2. that the grant of Filipino citizenship to private respondent is not yet conclusive because the
case is still on appeal before us.
 Private respondent alleges:
1. that the precarious political atmosphere in the country during Martial Law compelled him to
seek political asylum in the United States, and eventually to renounce his Philippine citizenship.
2. that his petition for naturalization was his only available remedy for his reacquisition of
Philippine citizenship.
 repatriation proceedings issue:
 mandatory two-year waiting period prior to the taking of the oath of allegiance,
 W/N PR re- acquired Fil. Citizenship.

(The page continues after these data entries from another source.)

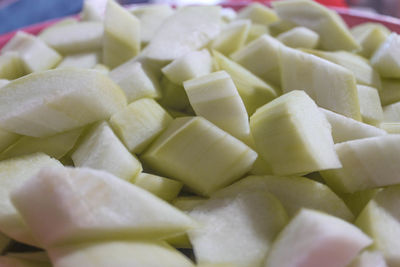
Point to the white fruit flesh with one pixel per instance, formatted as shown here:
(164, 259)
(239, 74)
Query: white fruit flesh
(102, 150)
(199, 154)
(15, 172)
(140, 123)
(115, 209)
(293, 135)
(329, 85)
(231, 224)
(54, 101)
(215, 97)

NO.
 The naturalization proceedings was full of procedural flaws
 Private respondent is duty bound to follow the procedure prescribed by the said law.

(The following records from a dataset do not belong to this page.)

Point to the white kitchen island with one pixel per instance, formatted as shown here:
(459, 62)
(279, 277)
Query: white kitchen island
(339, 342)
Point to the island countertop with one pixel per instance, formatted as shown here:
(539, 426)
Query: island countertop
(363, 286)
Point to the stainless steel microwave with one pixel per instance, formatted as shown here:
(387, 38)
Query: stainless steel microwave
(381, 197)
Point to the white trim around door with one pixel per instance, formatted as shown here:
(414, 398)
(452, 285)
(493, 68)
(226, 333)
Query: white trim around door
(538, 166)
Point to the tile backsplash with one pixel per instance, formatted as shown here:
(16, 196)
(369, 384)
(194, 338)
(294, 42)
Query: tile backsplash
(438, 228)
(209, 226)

 It is not for an applicant to decide for himself and to select the requirements which he believes,
are applicable to his case and discard those which be believes are inconvenient.
 The law does not distinguish between an applicant who was formerly a Filipino citizen and one
who was never such a citizen.
 The proceedings conducted, the decision rendered and the oath of allegiance taken are null
and void for failure to comply with the publication and posting requirements under the Revised
Naturalization Law.
 Under Section 9 of the said law, both the petition for naturalization and the order setting it for
hearing must be published once a week for three consecutive weeks in the Official Gazette and
a newspaper of general circulation.
 Compliance is jurisdictional
 The publication and posting of the petition and the order must be in its full test for the court to
acquire jurisdiction.
 The petition for naturalization lacks several allegations required by Sections 2 and 6 of the
Revised Naturalization Law, particularly:
(1) that the petitioner is of good moral character;
(2) that he resided continuously in the Philippines for at least ten years;
(3) that he is able to speak and write English and any one of the principal dialects;
(4) that he will reside continuously in the Philippines from the date of the filing of the petition
until his admission to Philippine citizenship; and
(5) that he has filed a declaration of intention or if he is excused from said filing, the justification
therefor.
 The petition is not supported by the affidavit of at least two credible persons who vouched for
the good moral character of private respondent.
 Private respondent also failed to attach a copy of his certificate of arrival to the petition.
 Section 1 of R.A. No. no decision granting citizenship in naturalization proceedings shall be
executory until after two years from its promulgation.
 Even discounting the provisions of R.A. No. 530, the courts cannot implement any decision
granting the petition for naturalization before its finality.
 W/N PR is DQ to continue as the GOV. – YES.
 "Qualifications for public office are continuing requirements and must be possessed not only at
the time of appointment or election or assumption of office but during the officer’s entire
tenure; once any of the required qualification is lost, his title may be seasonably challenged."